Norris tried to make that last sentence quieter so that his son wouldn’t hear, but the man had sharp ears. He flinched at the words, but swallowed a lump down and offered his mother his arm to escort her back to the nursery.
When they got to the large window in the maternity ward, there was a short Hispanic female with a little bundle cradled in her arms. The woman was rocking back and forth, and Bryant could see that she had a pink hat and was swaddled in a white blanket. The nurse cooed and smiled at the child before looking up to see the visitors.
Her face faltered for a moment before breaking into another grin—this one a little tighter—and she gestured him over to the door.
Opening it up for him, she told him to take a seat so he could hold his daughter.
When he held her, she could see that the ruddy-faced child had inherited her mother’s nose. A little dimple was displayed in her left cheek when she yawned, and she made little noises at the back of her throat as she gurgled and cooed.

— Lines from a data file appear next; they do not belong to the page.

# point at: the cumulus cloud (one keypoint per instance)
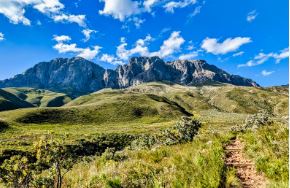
(63, 47)
(49, 6)
(89, 53)
(196, 11)
(252, 16)
(1, 36)
(281, 55)
(188, 56)
(87, 33)
(148, 4)
(68, 18)
(238, 54)
(14, 10)
(140, 48)
(120, 9)
(111, 59)
(170, 6)
(211, 45)
(170, 46)
(261, 58)
(267, 73)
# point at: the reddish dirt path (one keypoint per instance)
(246, 170)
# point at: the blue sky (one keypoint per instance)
(244, 37)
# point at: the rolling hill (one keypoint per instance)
(14, 98)
(78, 76)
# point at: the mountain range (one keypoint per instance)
(78, 76)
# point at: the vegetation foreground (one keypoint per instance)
(152, 135)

“May I hold her?” Gertrude asked, and Bryant reluctantly gave his daughter up to her. After all, she had birthed him 28 years ago. He owed her hours of holding her first granddaughter after the pain she had endured to bring him into this world.
They sat there for ten minutes. It was all Bryant could do not to go stalking down the hospital corridors in search of a doctor to find out what was going on with his wife. In the end, the doctor who had worked on his wife found him in the nursery, the little girl still in grandma’s arms.
“Mr. Anderson?” the man addressed him formally.
“Yes, Doctor—” he began.
“Dr. Platt, OBGYN,” he introduced himself. “I was the physician on call when your wife came in bleeding. As you can see, your daughter is happy and healthy. She weighed in at 5 lbs and 6 ounces and is 21 inches long.”
“Yes, but about my wife, Doctor,” Bryant said urgently. “How is she? Can I see her?”
“I’m sorry, sir. You may see her directly,” the doctor told him. “However, her bleeding—it could not be contained.”
“W-what do you mean?” Bryant asked in a slow, measured tone.
“I’m sorry, Mr. Anderson.” The doctor’s face was grave. “But your wife didn’t make it.”